Streptozotocin (STZ), the glucosamine-nitrosourea derivative, is an alkylating agent, which causes DNA damage resulting in reduced proliferative activity and cell death. By virtue of chemical similarity with glucose, STZ has a high affinity for glucose transporter (GLUT2). It is selectively captured by pancreatic islet β-cells, which is used for pancreatic cancer therapy and, in case of systemic administration, to model diabetes mellitus in experimental animals [1]. The study, involving the use of pancreatic islet cells, showed that streptozocin caused DNA breaks and activation of poly(ADPribose) polymerases (PARP), which in turn resulted in decreased levels of NAD (being the substrate for PARP) and cell death [2]. 

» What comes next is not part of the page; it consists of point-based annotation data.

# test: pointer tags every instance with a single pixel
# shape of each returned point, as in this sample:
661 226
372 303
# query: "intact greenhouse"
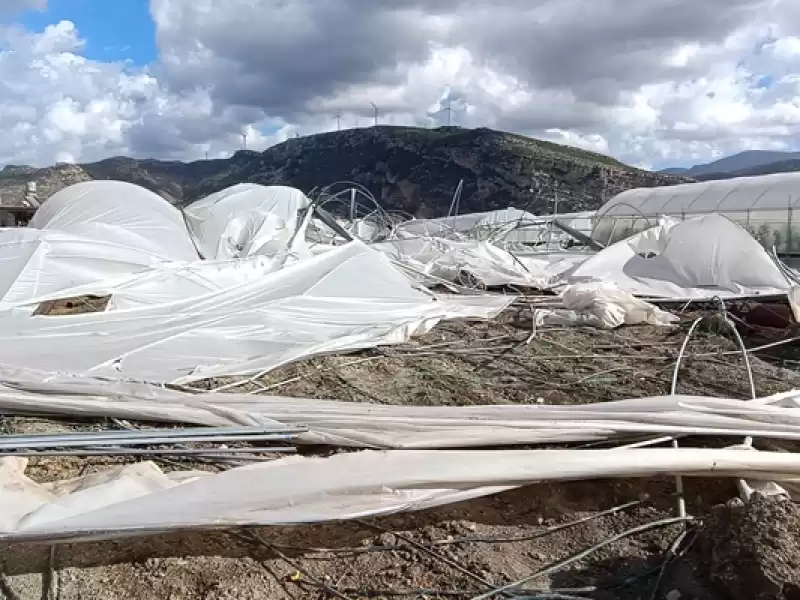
767 206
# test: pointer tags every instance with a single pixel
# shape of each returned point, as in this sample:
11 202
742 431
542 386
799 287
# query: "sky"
653 83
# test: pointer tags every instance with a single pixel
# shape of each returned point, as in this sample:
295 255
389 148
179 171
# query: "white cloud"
649 82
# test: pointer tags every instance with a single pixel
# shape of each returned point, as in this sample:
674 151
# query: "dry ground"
456 551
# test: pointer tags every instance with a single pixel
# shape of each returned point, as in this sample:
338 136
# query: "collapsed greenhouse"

Single intracerebral injection of STZ causes neurodegeneration. It is assumed that STZ reduces local glucose metabolism and brain energy metabolism [3–5]. Intracerebroventricular injection of STZ results in progressive death of neurons in hippocampus and neocortex, white matter damage, and cholinergic system dysfunction, causing cognitive impairment in animals [3]. STZ-induced neurochemical changes are as follows: β-amyloid accumulation, tau hyperphosphorylation, and dysfunction of insulin receptors [6–8]. These effects of intracerebral STZ injection reproduce the features of sporadic Alzheimer disease (AD) and are in line with the “type 3 diabetes” hypothesis, which links neurodegeneration in AD and local insulin resistance [9–11]. However, the precise mechanisms of STZ effects on the brain have not yet been well explored, and the hypothesis of STZ-induced direct irreversible insulin receptor desensitization is criticized by some researchers [5]. 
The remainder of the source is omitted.